Amid an increasingly leftwards turn by the Synodal Path in Germany, and calls for upending Catholic tradition in Ireland, is it time to ignore the Pope’s Synod on Synodality? The consultation process – which has been a rather hit-and-miss affair, with huge variance by diocese in terms of engagement – will culminate in a major meeting next year and recommendations for the Pope. Yet, the numbers, in fact, seem to underrepresent the conservative faithful while giving full voice to liberal groups. Take England and Wales, for instance: the 30,000 estimated participants represent under 10 per cent of all Mass-going Catholics and under 1 per cent of all Catholics. These figures are no outlier. In fact, compared to France they are generous.

Meanwhile, the progressive language we have heard is coming from countries where the secular progressive train has already very much left the station. In other words, many Catholics in much of western Europe are being forced to compromise with, or are being swept along with the tide of, liberal values. What the Pew Research Center discovered with regards to a divide on social values across Europe is, for instance, mirrored among Europe’s Catholics, with US Catholics trending along with western European Catholics. According to Pew: “In Western Europe, large majorities of Catholics said in 2017 that they support legal same-sex marriage. That was the case in the Netherlands (92%), the United Kingdom (78%), France (74%) and Germany (70%).” 

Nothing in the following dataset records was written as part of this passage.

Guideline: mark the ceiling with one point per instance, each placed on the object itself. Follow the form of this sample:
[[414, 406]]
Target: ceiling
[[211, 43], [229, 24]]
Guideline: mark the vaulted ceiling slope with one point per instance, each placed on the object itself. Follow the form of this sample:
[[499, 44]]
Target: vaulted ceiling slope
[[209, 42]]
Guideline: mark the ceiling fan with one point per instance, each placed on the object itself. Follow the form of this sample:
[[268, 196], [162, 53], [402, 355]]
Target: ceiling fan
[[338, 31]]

Pew found, however, that “in almost all of the Central and Eastern European countries surveyed by the Center in 2015 and 2016, most Catholics oppose same-sex marriage”. In Ireland meanwhile, where less than half of people see religion as core to national identity, about two-thirds of people also support same-sex marriage. Predictably, 65 per cent of Irish Catholics feel the same. Of course, a majority of Irish people nominally remain Catholics, so perhaps the numbers should come as little surprise. Still, could it be that Catholics in western Europe and much of the US are following trends in the wider culture? Why are we not hearing progressive noises coming out of the likes of Poland, for instance?

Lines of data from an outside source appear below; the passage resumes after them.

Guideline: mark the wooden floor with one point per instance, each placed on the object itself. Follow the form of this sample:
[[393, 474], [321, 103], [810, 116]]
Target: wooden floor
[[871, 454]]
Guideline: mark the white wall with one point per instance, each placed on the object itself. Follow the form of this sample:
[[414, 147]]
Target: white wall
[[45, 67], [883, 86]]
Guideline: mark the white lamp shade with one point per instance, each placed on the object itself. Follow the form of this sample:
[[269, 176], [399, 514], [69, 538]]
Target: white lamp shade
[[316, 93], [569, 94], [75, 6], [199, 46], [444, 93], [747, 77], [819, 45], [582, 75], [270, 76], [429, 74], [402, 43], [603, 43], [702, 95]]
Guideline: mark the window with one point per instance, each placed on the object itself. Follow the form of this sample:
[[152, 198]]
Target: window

Could this mean that Catholics – what few remain of us – increasingly follow the herd in western European countries, while Catholics in central and eastern Europe, and the Global South, hold firm to traditional values? This could mean the Synod on Synodality merely reflects national trends, while the tiny samples involved – and sense of overrepresentation of liberals anyway among western European, and many US, Catholics surveyed – mean the Synod on Synodality may not be of much value at all. The consultation, which has no legislative power as it is, has also seemed to seek out those who are not active participants in the Church.

Of course, this is not to say that reforms should not be considered – and the Church must tolerate dissent – but the recommendations look set to not only underrepresent mainstream Catholics but overestimate progressive values, while there is a sense that Catholics in western Europe are being forced to compromise with a secular progressive culture. More worrying is that the Church could be splitting in two, although the Pope should not ignore the fact Catholicism is alive and kicking where it has remained faithful to tradition (eastern Europe, Nigeria, the Philippines, etc.), while the evidence of Protestantism suggests a progressive turn cannot get people back into pews (one need only look at the Church of England). Instead, other traditionalist forms of Christianity – Evangelicalism and Eastern Orthodoxy – have thrived.

The Synod on Synodality is likely to be a costly exercise which perhaps leads to little, whose findings, frankly, will have failed to take a genuine and representative pulse of the world’s engaged and practising Catholics. It may be too soon to write the entire process off. But it seems hard to take its findings entirely seriously given the numbers and samples involved.